Put the skeleton in a git repo. Before testing it, make sure to at least git add the files. Then:

codger gen path/to/your/repo path/to/new/project

Here's how the skeleton repo will be used:

  1. If there is a script named generate.rb in the root directory, it will be run.
  2. Files ending in .erb will be interpolated and written to the target directory.
  3. Other files will be copied directly to the target directory. (Exceptions: README,, README.markdown, .gitignore)


In the templates or generate.rb, use the method param :parameter_name to request values to configure the skeleton. The first time a particular parameter is requested, the user will be prompted for a value.

The first time a prompt is given, the skeleton repo's README will be printed (if it exists).


  • In a template, you can use <%- rename "relative_path" -%> to override the output file name.
  • Use copy "path1", "path2" to copy files "path1" and "path2" (relative the skeleton repo's root directory) into the target directory directly. Use copy "path1" => "newpath1" to override the destination path in the target directory.
  • Use interpolate "path1", "path2" to interpolate ERB files "path1" and "path2" into the target directory.
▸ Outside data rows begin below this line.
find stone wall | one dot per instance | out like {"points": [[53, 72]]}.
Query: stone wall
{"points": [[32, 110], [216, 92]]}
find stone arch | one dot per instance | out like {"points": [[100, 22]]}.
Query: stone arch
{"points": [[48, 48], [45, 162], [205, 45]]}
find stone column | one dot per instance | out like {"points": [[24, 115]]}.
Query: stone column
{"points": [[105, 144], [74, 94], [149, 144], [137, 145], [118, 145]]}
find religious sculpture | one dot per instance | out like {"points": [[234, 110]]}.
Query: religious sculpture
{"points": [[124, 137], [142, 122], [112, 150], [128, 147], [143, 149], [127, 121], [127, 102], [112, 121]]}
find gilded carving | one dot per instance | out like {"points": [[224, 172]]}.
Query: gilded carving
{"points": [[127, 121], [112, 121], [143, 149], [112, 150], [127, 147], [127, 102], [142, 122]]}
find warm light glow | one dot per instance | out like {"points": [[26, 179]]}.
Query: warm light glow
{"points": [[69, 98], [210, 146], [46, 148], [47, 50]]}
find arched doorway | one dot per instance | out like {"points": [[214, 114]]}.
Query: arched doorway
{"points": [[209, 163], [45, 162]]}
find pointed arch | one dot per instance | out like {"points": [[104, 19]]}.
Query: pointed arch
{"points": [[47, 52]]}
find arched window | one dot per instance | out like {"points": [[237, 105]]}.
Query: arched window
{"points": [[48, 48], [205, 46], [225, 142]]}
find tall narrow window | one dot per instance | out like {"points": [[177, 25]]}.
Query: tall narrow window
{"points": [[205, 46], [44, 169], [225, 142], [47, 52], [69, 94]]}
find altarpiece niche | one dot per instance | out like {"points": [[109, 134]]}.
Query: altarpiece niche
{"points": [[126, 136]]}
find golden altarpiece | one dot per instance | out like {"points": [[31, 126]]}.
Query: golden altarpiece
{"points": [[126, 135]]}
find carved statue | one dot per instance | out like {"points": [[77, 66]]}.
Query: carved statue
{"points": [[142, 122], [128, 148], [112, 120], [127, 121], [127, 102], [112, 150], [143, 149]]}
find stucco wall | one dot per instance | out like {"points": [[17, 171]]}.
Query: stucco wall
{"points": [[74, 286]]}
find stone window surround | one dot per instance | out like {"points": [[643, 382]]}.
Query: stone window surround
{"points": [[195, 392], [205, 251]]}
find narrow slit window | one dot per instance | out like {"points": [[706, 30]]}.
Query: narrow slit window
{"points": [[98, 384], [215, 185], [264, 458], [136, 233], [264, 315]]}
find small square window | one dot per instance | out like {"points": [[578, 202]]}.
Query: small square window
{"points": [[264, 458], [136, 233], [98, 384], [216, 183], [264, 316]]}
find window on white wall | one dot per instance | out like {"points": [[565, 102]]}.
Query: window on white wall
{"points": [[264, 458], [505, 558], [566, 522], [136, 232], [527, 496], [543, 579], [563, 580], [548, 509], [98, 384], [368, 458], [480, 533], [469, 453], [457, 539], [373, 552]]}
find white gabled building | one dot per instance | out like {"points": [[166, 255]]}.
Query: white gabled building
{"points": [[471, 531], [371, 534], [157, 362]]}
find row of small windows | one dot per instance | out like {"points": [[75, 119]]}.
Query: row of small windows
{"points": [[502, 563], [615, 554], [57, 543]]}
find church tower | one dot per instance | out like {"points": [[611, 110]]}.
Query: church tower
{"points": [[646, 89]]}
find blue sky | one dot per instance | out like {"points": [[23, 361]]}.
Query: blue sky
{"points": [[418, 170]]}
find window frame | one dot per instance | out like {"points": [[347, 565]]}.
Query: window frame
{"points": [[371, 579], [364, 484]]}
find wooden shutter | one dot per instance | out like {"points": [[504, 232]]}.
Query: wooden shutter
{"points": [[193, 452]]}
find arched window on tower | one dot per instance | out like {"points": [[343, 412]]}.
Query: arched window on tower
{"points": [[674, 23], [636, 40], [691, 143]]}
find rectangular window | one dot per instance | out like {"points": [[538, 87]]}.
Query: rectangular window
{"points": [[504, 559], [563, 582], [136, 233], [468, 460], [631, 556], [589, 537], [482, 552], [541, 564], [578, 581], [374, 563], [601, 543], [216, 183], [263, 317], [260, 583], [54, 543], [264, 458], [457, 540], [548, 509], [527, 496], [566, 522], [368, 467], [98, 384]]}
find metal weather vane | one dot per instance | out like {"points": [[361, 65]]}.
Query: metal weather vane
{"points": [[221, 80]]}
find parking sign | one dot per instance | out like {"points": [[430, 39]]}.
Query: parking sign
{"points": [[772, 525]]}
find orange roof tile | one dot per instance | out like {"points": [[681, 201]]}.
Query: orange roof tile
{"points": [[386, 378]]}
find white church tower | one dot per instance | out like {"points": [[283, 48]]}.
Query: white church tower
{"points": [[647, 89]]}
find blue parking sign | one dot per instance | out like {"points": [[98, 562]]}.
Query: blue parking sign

As with copy you can use a hash to override the destination paths.
  • Use cancel inside a template to stop its interpolation.
  • Use ignore "path1", "path2" to prevent automatic copying or interpolation of files.

Using Skeletons

Run in a new folder:

codger gen boilerplate monumental-endeavor

Or run in the current working directory:

codger gen boilerplate


codger cache git://uri/to/boilerplate.git # stores a local clone in ~/.codger/cached
codger gen boilerplate # uses the local clone (but will update it first if possible)


You can add the -r (record) option:

codger gen boilerplate -r

to have the run recorded in a file named .codger, so that later, after the project or the skeleton have changed, you can use

codger diff

to compare the current state of your project with the output of the current version of the skeleton. The command used for diffing can be changed:

codger config diff "diff -ur %SOURCE %DEST"


  • Better documentation; examples
  • I'm hopeful that more useful diffing can be done through git integration, but I haven't worked on it much yet.
  • Code generators shouldn't be restricted to whatever dependencies happen to be pulled in by codger.